Bishop Michael Sheridan of Colorado Springs spoke with Daniel Cole of his local paper and added to the list of positions that will get your barred from communion, at least in his diocese. He started out by reiterating that support for abortion rights and same-sex marriage are automatic disqualifiers for Catholic pols, maybe even voters:
Bishop Sheridan: Its clear to me that the Code of Canon Law, Canon 915, says that a Catholic politician who publicly espouses positions that are contrary, not just to any teachings of the Church, but to serious moral teachings, should not receive Holy Communion until they recant those positions publicly. Voters needs a little bit more nuance, because there the question is, are we voting for those politicians precisely because of their positions on those non-negotiable issues? Here is what I would say: It would be very difficult for me to understand how, if there are two candidates quite far apart in their positions on these matters, I could vote for the one who consistently opposes these Church teachings, simply because he might be in favor of a few good things.DC: Would support for the contraceptives mandate also disqualify Catholic politicians from receiving Communion? Is that a new non-negotiable?Sheridan: I think we do need to add to that list (of non-negotiables) religious liberty. Absolutely, yes.
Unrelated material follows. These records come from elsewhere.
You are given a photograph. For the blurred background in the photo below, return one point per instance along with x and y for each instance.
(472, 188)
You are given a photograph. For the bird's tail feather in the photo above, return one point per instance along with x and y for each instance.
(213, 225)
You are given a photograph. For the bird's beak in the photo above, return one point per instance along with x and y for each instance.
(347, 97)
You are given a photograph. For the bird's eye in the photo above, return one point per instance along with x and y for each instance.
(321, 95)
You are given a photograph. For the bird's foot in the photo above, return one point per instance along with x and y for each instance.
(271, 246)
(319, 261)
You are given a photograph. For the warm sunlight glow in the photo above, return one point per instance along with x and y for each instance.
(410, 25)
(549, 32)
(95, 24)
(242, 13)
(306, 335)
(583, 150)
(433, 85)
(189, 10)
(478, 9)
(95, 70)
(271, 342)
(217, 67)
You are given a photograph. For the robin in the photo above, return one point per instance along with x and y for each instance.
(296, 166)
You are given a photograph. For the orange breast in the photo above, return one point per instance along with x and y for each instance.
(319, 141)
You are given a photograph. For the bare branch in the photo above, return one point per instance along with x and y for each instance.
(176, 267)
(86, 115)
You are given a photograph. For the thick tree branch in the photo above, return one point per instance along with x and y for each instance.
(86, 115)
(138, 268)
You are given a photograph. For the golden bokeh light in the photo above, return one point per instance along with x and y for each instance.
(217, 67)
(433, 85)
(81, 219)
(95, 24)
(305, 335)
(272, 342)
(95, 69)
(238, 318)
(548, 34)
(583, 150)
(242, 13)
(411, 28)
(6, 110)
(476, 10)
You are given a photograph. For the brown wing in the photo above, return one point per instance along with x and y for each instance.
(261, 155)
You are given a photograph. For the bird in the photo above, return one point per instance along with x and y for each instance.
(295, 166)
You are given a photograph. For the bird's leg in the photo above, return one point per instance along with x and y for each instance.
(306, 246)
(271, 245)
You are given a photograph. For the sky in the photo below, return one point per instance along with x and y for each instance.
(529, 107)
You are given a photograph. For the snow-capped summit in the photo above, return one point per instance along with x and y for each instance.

I think a Catholic politician who publicly and consistently defends the mandate, which causes people to violate their conscience yes, I think thats right up there with the rest of them.DC: If Vice President Joe Biden, who is Catholic, were to swing through Colorado Springs on a campaign tour and attend your Mass, would you deny him Communion?Sheridan: He should know, and I would do everything I could do to make sure that he knows, he ought not to be receiving Communion.
Everything else -- care of the poor, immigration, the death penalty, etc -- is a matter of prudential judgment, he says.